Chrisette Michele admits just about everyone warned her to stay away from Donald Trump’s presidential inauguration, including her fans and her husband. Yet she decided to perform at one of Trump’s inaugural balls and her career collapsed as a result.
The R&B singer told The Washington Post she accepted $75,000 for the gig, thinking she could “be a bridge” to uniting the divided country. Instead, she divided her fans and became an outcast.
The 36-year-old performer said in the article published last weekend that fans felt like she “betrayed them” by entertaining Trump and his supporters.
“They didn’t feel represented in that moment. They felt misrepresented,” she explained about her fans. “They felt further misunderstood, and they felt the person they were depending on to speak on their behalf just betrayed them.”
After receiving criticism and death threats for taking part in the inauguration, Michele said she was diagnosed with bipolar disorder and suffered a miscarriage amid the stress.
There would be more fallout — she lost a record distribution deal, and radio stations removed her music from their playlists.
“While I felt like people took so much away from me in those two years, I’m more grateful for finally having time to look at the last 12 years,” said Michele, referring to the time when she launched her career. “And I think that is the bright side… I want people to know that it’s okay to expect more from me.”
Before things went south in 2017, the neo-soul singer and songwriter won a Grammy award and expanded her fan base by appearing on the TV One reality series, R&B Divas: Los Angeles.

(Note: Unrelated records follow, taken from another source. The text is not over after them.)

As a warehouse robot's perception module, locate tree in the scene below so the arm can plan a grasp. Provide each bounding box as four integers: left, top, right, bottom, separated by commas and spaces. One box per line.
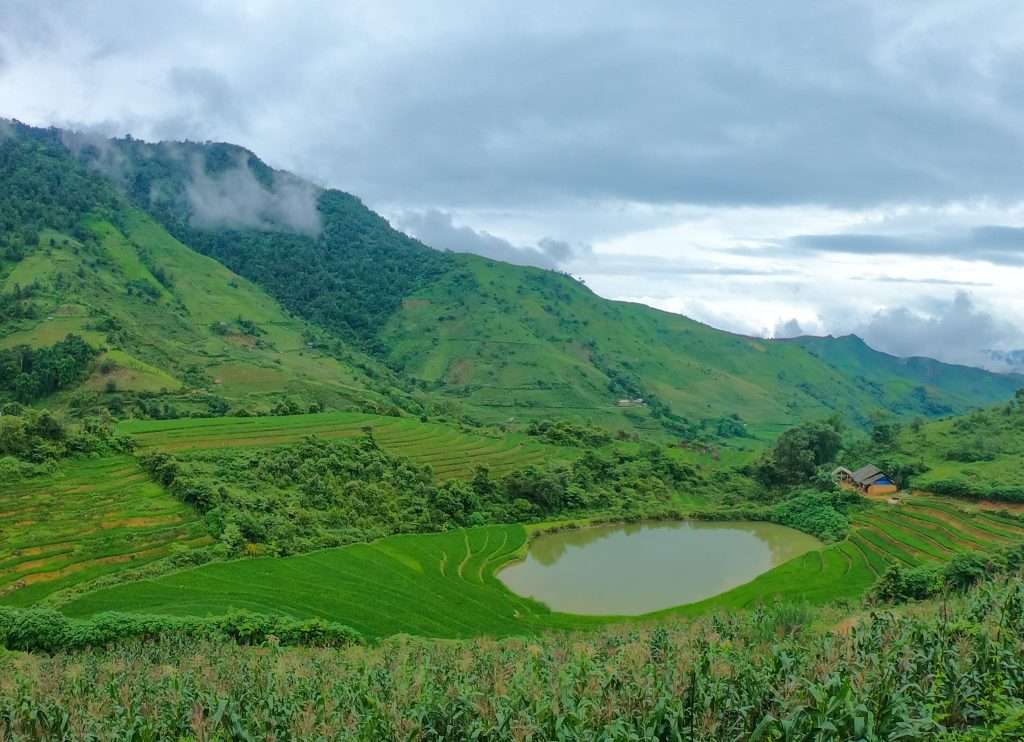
754, 420, 843, 487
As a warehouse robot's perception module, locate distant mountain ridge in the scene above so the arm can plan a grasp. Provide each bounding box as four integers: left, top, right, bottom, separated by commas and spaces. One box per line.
2, 119, 1021, 437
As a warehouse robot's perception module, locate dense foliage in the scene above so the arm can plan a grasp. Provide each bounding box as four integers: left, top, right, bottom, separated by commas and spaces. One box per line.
0, 335, 97, 403
526, 418, 614, 446
0, 121, 118, 258
0, 406, 133, 472
872, 542, 1024, 603
768, 488, 862, 543
139, 436, 707, 555
71, 136, 455, 349
750, 418, 844, 488
0, 607, 360, 653
6, 576, 1024, 739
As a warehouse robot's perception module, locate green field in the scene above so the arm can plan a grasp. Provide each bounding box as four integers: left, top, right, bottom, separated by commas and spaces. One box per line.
874, 405, 1024, 502
61, 497, 1024, 638
121, 411, 575, 480
0, 457, 212, 607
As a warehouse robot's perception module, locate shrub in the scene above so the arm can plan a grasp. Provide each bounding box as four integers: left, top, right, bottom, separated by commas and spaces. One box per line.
0, 607, 362, 652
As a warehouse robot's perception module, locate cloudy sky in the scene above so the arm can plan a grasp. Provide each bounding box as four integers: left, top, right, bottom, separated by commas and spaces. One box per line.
3, 1, 1024, 370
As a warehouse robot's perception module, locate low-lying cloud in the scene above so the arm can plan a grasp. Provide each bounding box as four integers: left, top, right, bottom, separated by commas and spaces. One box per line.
397, 209, 587, 269
185, 155, 322, 236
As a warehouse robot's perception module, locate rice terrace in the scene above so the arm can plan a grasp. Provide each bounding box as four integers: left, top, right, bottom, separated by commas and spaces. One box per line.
54, 495, 1024, 638
8, 12, 1024, 735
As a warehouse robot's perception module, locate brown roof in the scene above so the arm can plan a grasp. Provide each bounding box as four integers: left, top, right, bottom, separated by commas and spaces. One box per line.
851, 464, 886, 486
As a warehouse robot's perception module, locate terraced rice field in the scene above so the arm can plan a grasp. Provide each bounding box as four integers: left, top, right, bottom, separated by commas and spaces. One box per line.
121, 412, 572, 480
60, 497, 1024, 639
62, 525, 580, 638
0, 457, 212, 607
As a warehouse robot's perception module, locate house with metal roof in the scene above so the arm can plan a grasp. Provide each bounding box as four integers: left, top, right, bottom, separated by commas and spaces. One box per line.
833, 464, 898, 496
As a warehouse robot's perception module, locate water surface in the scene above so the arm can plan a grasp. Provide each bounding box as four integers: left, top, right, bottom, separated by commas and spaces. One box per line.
499, 520, 820, 615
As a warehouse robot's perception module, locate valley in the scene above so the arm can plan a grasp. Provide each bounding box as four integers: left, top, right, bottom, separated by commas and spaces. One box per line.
3, 119, 1024, 739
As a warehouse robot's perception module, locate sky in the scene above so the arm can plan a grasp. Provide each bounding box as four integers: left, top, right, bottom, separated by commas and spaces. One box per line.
2, 1, 1024, 370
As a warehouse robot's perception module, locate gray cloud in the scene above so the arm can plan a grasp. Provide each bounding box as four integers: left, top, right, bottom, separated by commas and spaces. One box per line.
850, 292, 1024, 369
396, 209, 586, 269
7, 2, 1024, 211
783, 228, 1024, 266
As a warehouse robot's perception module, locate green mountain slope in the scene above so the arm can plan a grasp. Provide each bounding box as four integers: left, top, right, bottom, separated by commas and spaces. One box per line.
0, 123, 403, 414
871, 396, 1024, 502
5, 121, 1021, 434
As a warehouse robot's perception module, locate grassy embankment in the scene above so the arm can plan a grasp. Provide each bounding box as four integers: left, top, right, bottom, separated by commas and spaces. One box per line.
60, 496, 1024, 639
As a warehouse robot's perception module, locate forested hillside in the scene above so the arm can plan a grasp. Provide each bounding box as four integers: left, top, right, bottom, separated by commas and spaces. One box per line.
3, 120, 1022, 437
0, 123, 419, 417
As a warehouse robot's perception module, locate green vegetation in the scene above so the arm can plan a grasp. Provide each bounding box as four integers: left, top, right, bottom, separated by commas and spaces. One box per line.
57, 497, 1024, 639
379, 255, 1023, 434
136, 432, 712, 555
872, 541, 1024, 603
9, 574, 1024, 739
0, 606, 360, 653
855, 395, 1024, 502
5, 122, 1017, 436
0, 334, 96, 403
0, 456, 212, 607
0, 406, 133, 468
6, 120, 1024, 736
121, 410, 569, 480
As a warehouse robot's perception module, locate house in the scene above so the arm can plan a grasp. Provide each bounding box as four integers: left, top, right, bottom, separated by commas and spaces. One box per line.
832, 464, 898, 496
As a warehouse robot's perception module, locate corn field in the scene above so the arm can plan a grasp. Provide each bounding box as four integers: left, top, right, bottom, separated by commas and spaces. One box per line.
3, 579, 1024, 740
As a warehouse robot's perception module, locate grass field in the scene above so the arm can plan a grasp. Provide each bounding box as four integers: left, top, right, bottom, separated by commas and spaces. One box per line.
878, 406, 1024, 502
0, 457, 212, 607
61, 496, 1024, 639
121, 411, 575, 480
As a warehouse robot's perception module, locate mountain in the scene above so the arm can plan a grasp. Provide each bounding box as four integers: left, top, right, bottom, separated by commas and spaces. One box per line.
3, 120, 1022, 435
0, 123, 418, 418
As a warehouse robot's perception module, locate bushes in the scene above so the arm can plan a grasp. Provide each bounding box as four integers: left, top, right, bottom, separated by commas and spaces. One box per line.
767, 488, 862, 542
0, 607, 362, 652
0, 407, 133, 465
0, 334, 97, 403
138, 435, 709, 555
871, 543, 1024, 603
927, 479, 1024, 504
526, 419, 612, 447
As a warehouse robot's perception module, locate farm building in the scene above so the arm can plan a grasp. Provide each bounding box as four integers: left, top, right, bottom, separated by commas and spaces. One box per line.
832, 464, 898, 496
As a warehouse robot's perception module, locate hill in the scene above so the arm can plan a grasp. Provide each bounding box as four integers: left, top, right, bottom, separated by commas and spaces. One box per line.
71, 125, 1023, 437
60, 497, 1024, 638
0, 123, 419, 417
868, 394, 1024, 503
3, 120, 1022, 438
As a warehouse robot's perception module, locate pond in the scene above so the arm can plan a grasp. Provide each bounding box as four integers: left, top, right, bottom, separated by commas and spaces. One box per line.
498, 520, 821, 615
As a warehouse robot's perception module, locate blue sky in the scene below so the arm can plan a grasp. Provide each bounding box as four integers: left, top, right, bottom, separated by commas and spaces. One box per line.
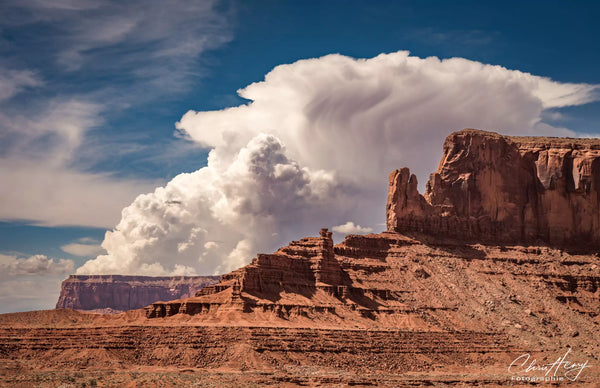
1, 0, 599, 312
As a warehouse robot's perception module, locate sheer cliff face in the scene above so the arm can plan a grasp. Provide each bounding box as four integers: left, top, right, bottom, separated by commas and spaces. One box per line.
387, 129, 600, 248
56, 275, 220, 312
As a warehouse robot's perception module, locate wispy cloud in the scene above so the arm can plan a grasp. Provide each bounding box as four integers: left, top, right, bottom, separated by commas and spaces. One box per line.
61, 242, 105, 257
61, 237, 105, 257
332, 222, 373, 236
0, 69, 42, 101
0, 92, 160, 227
0, 1, 234, 228
0, 97, 101, 165
5, 0, 233, 95
0, 254, 74, 276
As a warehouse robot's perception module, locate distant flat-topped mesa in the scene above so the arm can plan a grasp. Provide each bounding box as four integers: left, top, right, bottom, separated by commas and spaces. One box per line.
387, 128, 600, 248
57, 275, 220, 313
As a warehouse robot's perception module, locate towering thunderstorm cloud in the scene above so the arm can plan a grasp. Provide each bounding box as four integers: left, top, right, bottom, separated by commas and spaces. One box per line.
77, 51, 599, 275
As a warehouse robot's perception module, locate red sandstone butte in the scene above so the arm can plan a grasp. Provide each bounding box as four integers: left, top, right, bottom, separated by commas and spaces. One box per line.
387, 129, 600, 248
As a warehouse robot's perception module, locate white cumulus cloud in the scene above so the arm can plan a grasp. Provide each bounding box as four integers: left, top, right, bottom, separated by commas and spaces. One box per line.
76, 133, 346, 275
0, 254, 74, 276
332, 222, 374, 235
0, 254, 75, 313
80, 51, 599, 276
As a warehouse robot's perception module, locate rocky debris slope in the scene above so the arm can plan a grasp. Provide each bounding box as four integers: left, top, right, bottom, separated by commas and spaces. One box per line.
55, 275, 220, 312
387, 129, 600, 248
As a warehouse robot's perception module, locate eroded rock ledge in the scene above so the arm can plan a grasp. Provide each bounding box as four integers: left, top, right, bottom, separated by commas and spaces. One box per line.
387, 129, 600, 249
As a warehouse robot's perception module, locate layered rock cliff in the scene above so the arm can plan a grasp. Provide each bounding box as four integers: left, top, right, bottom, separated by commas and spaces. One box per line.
56, 275, 220, 312
387, 129, 600, 249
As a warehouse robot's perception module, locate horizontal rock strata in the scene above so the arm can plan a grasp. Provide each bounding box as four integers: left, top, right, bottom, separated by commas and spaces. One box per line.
0, 326, 512, 372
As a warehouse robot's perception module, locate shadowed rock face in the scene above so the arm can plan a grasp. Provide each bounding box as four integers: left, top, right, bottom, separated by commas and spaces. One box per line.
56, 275, 220, 312
387, 129, 600, 249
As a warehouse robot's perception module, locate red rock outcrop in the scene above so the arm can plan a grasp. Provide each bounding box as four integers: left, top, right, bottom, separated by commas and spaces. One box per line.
145, 228, 350, 318
56, 275, 220, 312
387, 129, 600, 249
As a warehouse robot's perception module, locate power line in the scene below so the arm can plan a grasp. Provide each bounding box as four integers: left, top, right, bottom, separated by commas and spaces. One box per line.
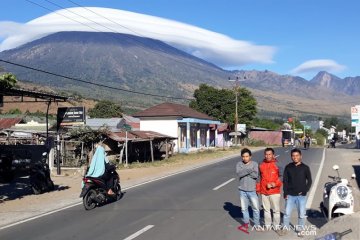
25, 0, 109, 33
26, 0, 225, 76
0, 59, 193, 100
8, 1, 359, 108
66, 0, 146, 38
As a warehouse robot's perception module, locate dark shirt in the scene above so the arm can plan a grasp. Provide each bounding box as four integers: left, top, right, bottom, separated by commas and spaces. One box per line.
283, 162, 312, 197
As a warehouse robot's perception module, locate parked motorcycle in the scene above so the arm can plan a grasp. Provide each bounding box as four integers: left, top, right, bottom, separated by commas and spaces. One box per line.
80, 164, 122, 210
315, 229, 352, 240
30, 152, 55, 195
321, 165, 355, 220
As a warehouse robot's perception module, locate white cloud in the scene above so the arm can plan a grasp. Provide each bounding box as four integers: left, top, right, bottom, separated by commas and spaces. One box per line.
291, 59, 346, 74
0, 7, 276, 68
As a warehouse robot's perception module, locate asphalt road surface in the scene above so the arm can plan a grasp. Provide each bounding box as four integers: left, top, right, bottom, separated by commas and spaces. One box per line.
0, 147, 329, 240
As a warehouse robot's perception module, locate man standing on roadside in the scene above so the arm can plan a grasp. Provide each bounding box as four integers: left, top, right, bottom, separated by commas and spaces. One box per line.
236, 148, 261, 230
279, 148, 312, 237
257, 148, 282, 231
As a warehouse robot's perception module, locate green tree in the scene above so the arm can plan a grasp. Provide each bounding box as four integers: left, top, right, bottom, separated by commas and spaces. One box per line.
189, 84, 257, 127
323, 117, 338, 129
69, 125, 109, 148
316, 128, 329, 138
0, 73, 17, 88
323, 117, 350, 132
253, 118, 282, 130
88, 100, 123, 118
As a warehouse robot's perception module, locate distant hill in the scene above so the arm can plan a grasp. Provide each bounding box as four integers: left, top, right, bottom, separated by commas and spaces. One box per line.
0, 31, 359, 117
311, 71, 360, 96
0, 80, 97, 115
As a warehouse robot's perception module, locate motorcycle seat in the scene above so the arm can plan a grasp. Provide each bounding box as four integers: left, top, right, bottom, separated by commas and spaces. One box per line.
324, 182, 337, 195
84, 176, 106, 184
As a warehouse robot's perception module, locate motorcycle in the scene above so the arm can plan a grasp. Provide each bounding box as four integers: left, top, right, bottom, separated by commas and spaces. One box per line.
30, 152, 55, 195
321, 165, 356, 221
315, 229, 352, 240
328, 139, 336, 148
80, 164, 122, 210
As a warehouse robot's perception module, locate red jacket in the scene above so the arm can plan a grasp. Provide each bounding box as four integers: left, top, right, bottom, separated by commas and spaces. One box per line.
256, 159, 282, 195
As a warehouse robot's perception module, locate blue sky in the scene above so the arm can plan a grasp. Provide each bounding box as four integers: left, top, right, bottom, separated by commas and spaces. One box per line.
1, 0, 359, 79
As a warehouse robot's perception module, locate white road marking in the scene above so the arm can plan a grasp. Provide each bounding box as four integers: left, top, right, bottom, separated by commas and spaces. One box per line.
0, 154, 242, 231
306, 148, 325, 209
0, 201, 82, 230
123, 225, 154, 240
213, 178, 235, 190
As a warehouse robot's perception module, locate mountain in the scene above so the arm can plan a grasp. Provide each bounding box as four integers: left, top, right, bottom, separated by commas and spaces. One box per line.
311, 71, 360, 96
0, 31, 358, 117
0, 31, 227, 107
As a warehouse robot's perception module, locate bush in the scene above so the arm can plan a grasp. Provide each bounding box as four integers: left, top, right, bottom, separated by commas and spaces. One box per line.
314, 133, 326, 146
245, 138, 266, 147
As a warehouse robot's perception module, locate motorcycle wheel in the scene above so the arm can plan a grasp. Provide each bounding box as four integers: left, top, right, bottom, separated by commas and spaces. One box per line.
115, 184, 122, 201
32, 185, 42, 195
47, 179, 55, 191
83, 189, 97, 210
30, 175, 43, 195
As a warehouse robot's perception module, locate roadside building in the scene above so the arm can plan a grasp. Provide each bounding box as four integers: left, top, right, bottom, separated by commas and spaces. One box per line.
0, 117, 24, 130
85, 117, 125, 131
216, 123, 232, 148
248, 127, 282, 145
133, 102, 221, 153
306, 120, 324, 132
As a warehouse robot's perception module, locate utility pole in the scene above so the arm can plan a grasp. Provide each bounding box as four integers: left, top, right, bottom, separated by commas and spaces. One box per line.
125, 130, 128, 167
235, 85, 238, 146
229, 76, 245, 146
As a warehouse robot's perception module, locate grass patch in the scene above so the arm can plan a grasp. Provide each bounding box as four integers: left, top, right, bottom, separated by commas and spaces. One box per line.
118, 147, 244, 169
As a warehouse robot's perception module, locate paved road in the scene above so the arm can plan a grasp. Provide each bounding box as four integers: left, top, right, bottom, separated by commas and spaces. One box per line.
0, 147, 327, 240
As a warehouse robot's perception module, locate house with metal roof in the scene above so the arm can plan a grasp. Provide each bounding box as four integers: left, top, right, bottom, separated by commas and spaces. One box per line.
85, 117, 125, 131
0, 117, 24, 130
133, 102, 221, 153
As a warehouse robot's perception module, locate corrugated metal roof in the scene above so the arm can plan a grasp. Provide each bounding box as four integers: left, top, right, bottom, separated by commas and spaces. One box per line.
0, 118, 23, 129
217, 123, 230, 132
108, 130, 176, 143
85, 118, 124, 130
122, 115, 140, 130
122, 115, 140, 123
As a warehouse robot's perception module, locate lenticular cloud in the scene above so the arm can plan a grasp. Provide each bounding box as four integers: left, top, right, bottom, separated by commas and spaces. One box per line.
291, 59, 346, 74
0, 7, 275, 68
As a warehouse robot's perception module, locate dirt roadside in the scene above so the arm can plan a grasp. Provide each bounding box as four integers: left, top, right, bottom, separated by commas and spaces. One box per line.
0, 147, 264, 228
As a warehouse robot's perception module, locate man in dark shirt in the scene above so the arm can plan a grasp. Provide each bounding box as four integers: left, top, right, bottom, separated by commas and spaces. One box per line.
280, 148, 312, 237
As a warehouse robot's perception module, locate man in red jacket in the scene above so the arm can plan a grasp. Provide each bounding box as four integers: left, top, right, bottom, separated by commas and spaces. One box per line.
257, 148, 282, 231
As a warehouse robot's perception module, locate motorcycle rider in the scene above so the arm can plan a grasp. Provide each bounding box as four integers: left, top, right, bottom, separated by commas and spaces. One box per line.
304, 135, 311, 149
86, 143, 115, 195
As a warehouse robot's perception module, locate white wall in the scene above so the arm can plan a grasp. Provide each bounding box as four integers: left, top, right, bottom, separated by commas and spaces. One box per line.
140, 119, 178, 137
140, 119, 179, 151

Now after two years of trying to rebuild her career, she is back on stage. But things aren’t the same.
She did the interview at Keswick Theatre outside Philadelphia. Years ago, Michele performed at the very same venue and filled nearly all 1,500 seats. This time she was surrounded by empty chairs.
Despite the smaller than expected crowd, Michele said she was glad to be in front of her fans.
“When you go to a theater that’s half full, you don’t say, ‘Well, it’s half full,’” she explained. “You sing to the people that are there.”